Mayweather sports a £300,000 watch, as if he’s the Sultan of Brunei.
Floyd opened with long jabs, but quick as he was, didn’t step in with his blows.
Vargas (9st 4lbs) moved about gingerly, gloves high, but was too slow to sustain much of an attack. Dangling his hands but ramming his jab, Floyd was picking him apart easily, though Vargas did shuffle close to unleash one surprisingly sharp burst.
Mayweather resumed zipping his jab in round two and speed served him well, but Floyd was lunging and amateurish at times.
Vargas, about five years over the hill at 29, was at his best as WBC featherweight king, but the Aztec-garbed warrior sliced home an occasional jab, while the chin-high Mayweather needed to smooth out.
Two hard left hooks jarred the challenger in the second, but Floyd kept posing when he needed to get busy.
As Vargas mounted a brief flurry, the small crowd yelled for him to do more. Mayweather cheekily shook his tush at the bell.
Floyd flicked his jab, then jumped right back, moving before he’d completed his punch. The longer the fight lasted, the more gun-shy Mayweather became.
Brilliant boxers like Leonard, Muhammad Ali and Sugar Ray Robinson knew they were going to get hit. It’s an occupational hazard, but Mayweather’s first objective was not to be touched, then jab.
The ambling Vargas tagged him with a hard right counter halfway into the third, but as the sputtering prodigy threw more off-balance replies, he resembled a speedy amateur.
Late in the session Mayweather finally fired to the body and a hard left hook sent the Mexican down with a delayed reaction after they had scuffled near the ropes.
The bell rang before Floyd could follow up, but Vargas was giving a decent account of himself by the seventh, while Mayweather continued his fast, robotic assault.
Floyd leaned back and tucked his chin behind his shoulder, making him even tougher to hit. He continued outboxing
and outpunching the one-paced Mexican, but there was a hard exchange late in the round and, as the two tore into each other again, it finally looked as if a fight had broken out.
Mayweather, however, went back to his sniping and bouncing. The slick Vargas occasionally caught him, but there was no question who was winning.
By the ninth, as Mayweather did a lot of prancing, boos were beginning to roll down.
Vargas, 40-7-1 (28), wasn’t connecting cleanly, but scored with crisp double left hooks downstairs before “Pretty Boy”, overrated on this display, shot back.
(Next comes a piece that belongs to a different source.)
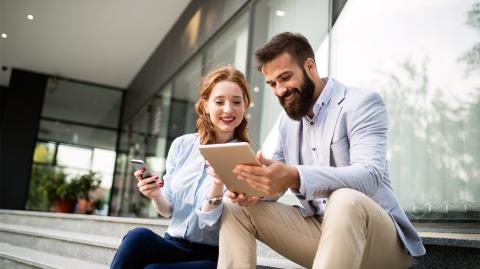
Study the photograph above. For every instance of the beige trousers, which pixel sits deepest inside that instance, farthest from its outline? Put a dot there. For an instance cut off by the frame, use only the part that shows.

As shrieks broke out, there was some hard, bristling action back and forth, then Mayweather bundled “Goyo” into a corner to open up with both hands.
Mayweather again lost his concentration and began bantering with ringside commentators when he should have been tending to the task at hand.
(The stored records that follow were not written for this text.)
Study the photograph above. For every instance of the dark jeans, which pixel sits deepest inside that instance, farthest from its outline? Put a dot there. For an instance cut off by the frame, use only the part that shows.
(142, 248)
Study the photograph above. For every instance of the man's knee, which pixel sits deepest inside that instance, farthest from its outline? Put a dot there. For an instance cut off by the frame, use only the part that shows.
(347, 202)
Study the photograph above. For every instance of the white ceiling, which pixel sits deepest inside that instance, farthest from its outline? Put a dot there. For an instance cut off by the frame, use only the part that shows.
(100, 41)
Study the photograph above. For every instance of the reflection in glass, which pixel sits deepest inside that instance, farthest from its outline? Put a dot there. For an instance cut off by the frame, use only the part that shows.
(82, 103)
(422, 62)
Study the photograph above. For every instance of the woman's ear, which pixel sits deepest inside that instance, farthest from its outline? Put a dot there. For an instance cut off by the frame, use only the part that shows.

Vargas crowded him in the 10th, but Mayweather wouldn’t stand still. Finally, with about a minute gone, Floyd hooked, jabbed and uppercutted, but again, it was amateurish. Thirty seconds later, by the ropes, some lusty left hooks knocked the spray off Mayweather’s face. Vargas was coming on and had one of his best rounds, but Mayweather returned to yammering to TV, when a good slap in the face might have woken him up.
In the 11th, Floyd, 23-0 (17), continued his fast, faint-hearted attack, but by now everybody knew what he was going to do.
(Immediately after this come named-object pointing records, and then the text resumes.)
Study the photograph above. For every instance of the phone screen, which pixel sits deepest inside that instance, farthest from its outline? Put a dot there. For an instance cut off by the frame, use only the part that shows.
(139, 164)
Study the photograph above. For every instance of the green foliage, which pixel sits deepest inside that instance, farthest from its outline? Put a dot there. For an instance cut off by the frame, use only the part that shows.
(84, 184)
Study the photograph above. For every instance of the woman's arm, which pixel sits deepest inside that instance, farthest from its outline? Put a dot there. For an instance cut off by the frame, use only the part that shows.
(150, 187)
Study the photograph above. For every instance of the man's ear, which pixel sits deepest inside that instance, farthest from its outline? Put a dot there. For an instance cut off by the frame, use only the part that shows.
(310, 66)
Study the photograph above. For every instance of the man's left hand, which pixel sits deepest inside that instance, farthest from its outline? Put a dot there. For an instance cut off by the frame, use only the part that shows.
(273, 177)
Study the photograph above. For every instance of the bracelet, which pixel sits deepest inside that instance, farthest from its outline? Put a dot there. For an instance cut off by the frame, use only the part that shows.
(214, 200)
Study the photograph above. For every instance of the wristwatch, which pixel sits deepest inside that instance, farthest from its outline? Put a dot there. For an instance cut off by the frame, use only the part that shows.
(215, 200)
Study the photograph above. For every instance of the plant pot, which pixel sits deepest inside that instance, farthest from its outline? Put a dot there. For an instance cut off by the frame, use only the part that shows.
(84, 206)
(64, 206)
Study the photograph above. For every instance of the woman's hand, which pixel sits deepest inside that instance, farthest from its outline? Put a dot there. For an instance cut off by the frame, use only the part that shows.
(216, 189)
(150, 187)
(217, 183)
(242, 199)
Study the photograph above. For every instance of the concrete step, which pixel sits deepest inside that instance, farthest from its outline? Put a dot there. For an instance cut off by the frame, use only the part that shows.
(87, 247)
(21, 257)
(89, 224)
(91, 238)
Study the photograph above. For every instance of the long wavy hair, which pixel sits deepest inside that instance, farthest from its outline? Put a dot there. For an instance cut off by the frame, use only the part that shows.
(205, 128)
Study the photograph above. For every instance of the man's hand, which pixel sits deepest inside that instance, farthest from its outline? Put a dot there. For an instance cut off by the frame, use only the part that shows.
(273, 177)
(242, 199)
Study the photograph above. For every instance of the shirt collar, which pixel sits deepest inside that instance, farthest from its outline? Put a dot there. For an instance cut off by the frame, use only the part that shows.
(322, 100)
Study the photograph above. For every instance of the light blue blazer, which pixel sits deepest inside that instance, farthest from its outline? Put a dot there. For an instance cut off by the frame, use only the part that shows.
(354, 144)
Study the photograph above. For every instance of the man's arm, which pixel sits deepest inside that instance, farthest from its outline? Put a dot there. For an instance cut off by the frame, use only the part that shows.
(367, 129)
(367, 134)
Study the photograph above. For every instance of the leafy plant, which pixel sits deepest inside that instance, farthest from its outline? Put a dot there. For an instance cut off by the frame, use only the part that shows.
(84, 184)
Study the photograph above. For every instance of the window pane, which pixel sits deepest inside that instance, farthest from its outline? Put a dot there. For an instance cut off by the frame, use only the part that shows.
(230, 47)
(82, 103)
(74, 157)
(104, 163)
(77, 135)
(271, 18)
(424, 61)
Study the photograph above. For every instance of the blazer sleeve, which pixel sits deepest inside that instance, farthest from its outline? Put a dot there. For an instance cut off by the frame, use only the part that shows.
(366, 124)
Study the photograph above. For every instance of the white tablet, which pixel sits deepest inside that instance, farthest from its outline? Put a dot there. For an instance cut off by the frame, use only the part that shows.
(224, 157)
Despite his undoubted handspeed, all Mayweather could do was limited things. He jabbed one at a time, seldom punched downstairs and repeatedly ran in chin-high to swipe and flail instead of flurrying correctly.
A slapping two-fisted combination was too quick for Vargas, but four years after the Olympics there’s no way Mayweather is the finished article as a pro.
HBO is supposed to be the “Heart and Soul of Boxing,” but there were loud boos with three minutes to go.
Mayweather tried to put on a show, firing fast left hooks and uppercuts, but as the session wound down, amid more boos, it was questionable whether Mayweather would ever be big box office.
No doubt HBO’s Lou DiBella wishes Mayweather’s contract was in invisible ink.
Ultimately, Mayweather would figure in many of Las Vegas’ most successful boxing events ever.